Walker & Dunlop has been approved as a seller and servicer under Freddie Mac's Affordable Single-Family Rental pilot program, allowing the Bethesda, Md.-based company to focus on middle markets with an average loan size between $10 million and $25 million.
Freddie's SFR program plans to provide additional financing options for both workforce and affordable rental housing in one-to-four unit buildings.
"We are thrilled to partner with Freddie Mac to increase the availability of affordable rental housing for America's working families," Willy Walker, chairman and CEO of Walker & Dunlop, said in a press release.
"Walker & Dunlop has expertise in single-family rental lending, and we look forward to offering our customers best-in-class execution of the program and further enhancing our offering in the SFR space."

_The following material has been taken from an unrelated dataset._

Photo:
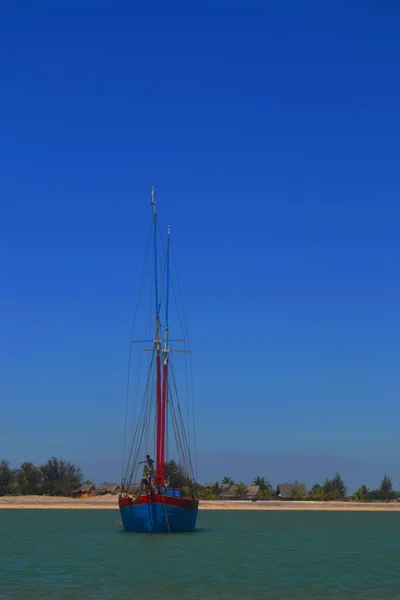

The single-family rental market has been the fastest growing sector of housing since the financial crisis. About 35% of the nation's 44 million rental units are single-family rentals, up from 31% in 2006. The majority of renters live in dwellings with less than four units.
As a shortage of home supply continues to plague the real estate market, home prices will continue rising, making low-cost housing especially important. Evolving demographics and household preferences will also drive growth in the single-family rental space as more homebuyers seek affordable ways to live comfortably, according to Walker & Dunlop.
Freddie Mac plans to approach this growing market by offering a competitive alternative to owners and investors of SFRs; the financing option supports more leverage, increased loan consolidation, longer-term loans, fixed rates and nonrecourse loans, according to the government-sponsored enterprise.
Walker & Dunlop is one of nine firms currently approved for the pilot.